Também eu encontrei solidariedade ao me juntar a vocês e pude me transformar nesse


processo. Não apenas no decorrer dos oito encontros, mas nas ressonâncias dessas horas
que passamos juntos ao longo do Doutorado até chegar aqui, quando escrevo as palavras
finais da Tese. Talvez o tema “desenvolvimento profissional” tenha mais relação com o meu
próprio desenvolvimento como psicóloga e pesquisadora do que imaginava. Por afirmar que
este é um processo contínuo, sei também que não finalizo este texto como a profissional que
serei para sempre, mas certa de que produzi saberes que merecem ser compartilhados e que
espero poder contribuir com outras pessoas que decidirem embarcar comigo nessa leitura.

Com carinho,

Fabiana
182

Como é desafiador finalizar uma Tese! Penso que não é possível realizar uma
Travessia Final, mas apenas delimitar o Final de uma Travessia, que, no fundo, tem
potencial para se desdobrar em outros caminhos que não necessariamente serão trilhados por
mim, mas talvez por outros pesquisadores que virão a desenvolver investigações posteriores
sobre esse tema.
Como forma de propor uma conclusão possível, além da carta, apresento, como
síntese das lições de pesquisa, os principais elementos que apontam limites e possibilidades e
que ajudam a responder ao objetivo principal: analisar o grupo colaborativo como fonte de
desenvolvimento para profissionais que trabalham com demandas educacionais.
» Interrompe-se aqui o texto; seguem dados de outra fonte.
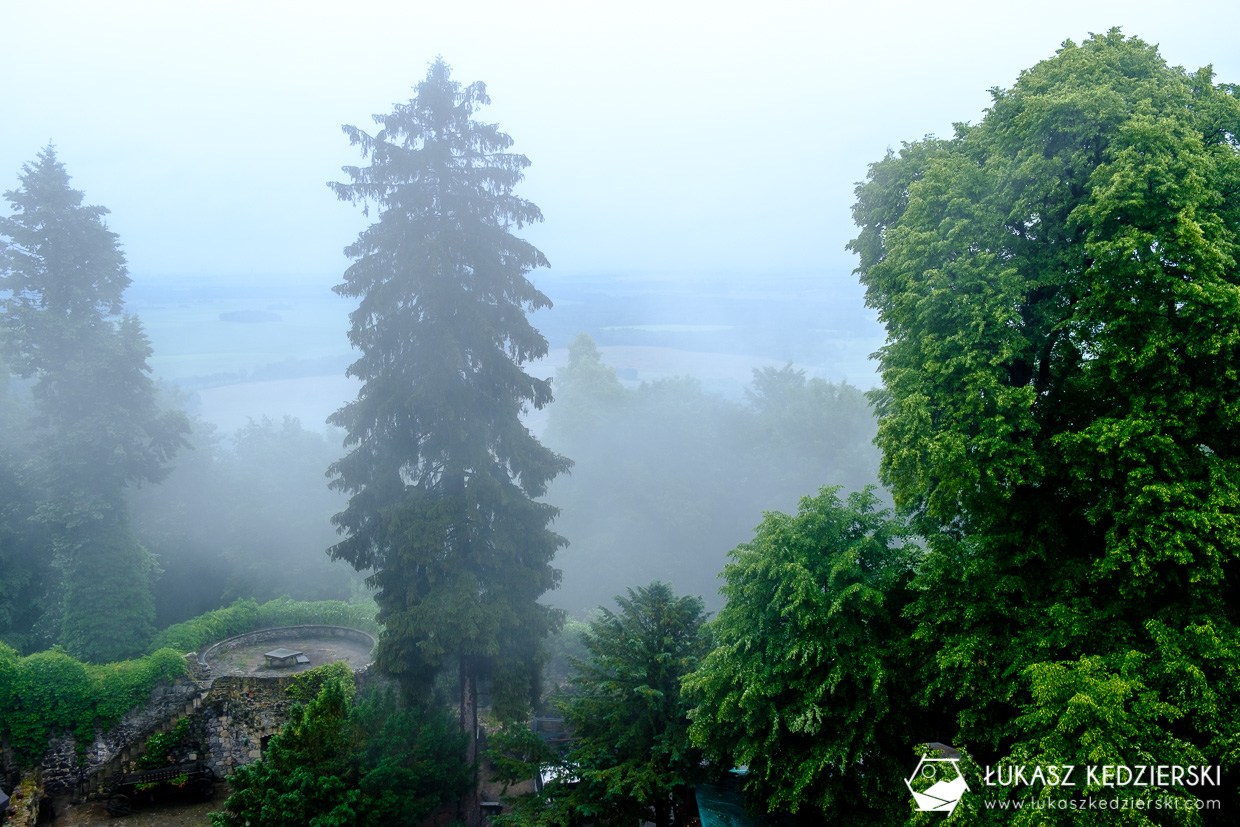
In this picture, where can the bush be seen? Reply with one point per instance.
(48, 693)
• Considero que um dos principais inéditos trazidos por essa investigação é a


fundamentação na Teoria Histórico-Cultural para discutir a temática do
desenvolvimento profissional. Os conceitos não foram apenas pano de fundo, mas
ferramentas analíticas que ajudaram a apurar meu olhar sobre o material empírico. A
organização do material, guiada pelo Paradigma Indiciário e pelos Núcleos de
Significação contribuiu para um olhar atento e profundo sobre o grupo, em busca de
indícios e elaborações possíveis e a tríade situação social de desenvolvimento-drama-
perejivanie contribuiu para revelar a dialética social-individual no grupo, indicando
como as relações sociais foram a origem das mudanças no processo de
desenvolvimento das participantes.

• Nem toda relação social emerge como uma situação social de desenvolvimento, para
que possibilitar uma mudança é preciso partir de princípios e estratégias coerentes
com os objetivos da proposta e com uma concepção de ser humano que leve em conta
toda a complexidade do processo de ensino e de aprendizagem. Neste trabalho,
considerando o grupo como fonte de desenvolvimento profissional, a colaboração e as
interações entre as participantes foram princípios essenciais. A partir deles, as ações e
estratégias pautaram-se no diálogo e produção conjunta de conhecimentos; no
exercício de coordenar o grupo e ao mesmo tempo incluir as participantes como
corresponsáveis; no exercício de uma postura reflexiva ao longo dos encontros de
modo a não apresentar uma ementa pronta, mas construir a proposta ao longo do
curso.

• O processo de desenvolvimento profissional foi compreendido em termos do conceito


de drama: se em geral as colisões, embates e contradições em um grupo de formação
são considerados um impasse, nesta proposta o caráter dramático das interações foi
trazido na centralidade do processo. Os incômodos, as angústias, as dúvidas tiveram
espaço para serem discutidos no grupo e expressos também nos registros reflexivos
como forma de impulsionar o desenvolvimento profissional das participantes.
183

• O drama das interações também foi ferramenta de análise, oferecendo para mim
indícios importantes de quais situações foram mais desafiadoras e propulsoras de
mudanças. No decorrer da escrita, meu exercício foi enfatizar as crises (das
participantes e as minhas) e usá-las como forma de interpretar o material empírico,
deixando emergir as mudanças que aconteceram ao longo do processo, como por
exemplo a decisão em partilhar meu diário de bordo com as participantes. Aqui
ressalto, portanto, o pesquisador como sujeito inteiramente envolvido e vulnerável ao
processo de pesquisa e a importância de refletir sobre suas ações, para mudar o curso
da investigação, se necessário, e para fazer da produção de material empírico um
processo vivo de produção de conhecimento.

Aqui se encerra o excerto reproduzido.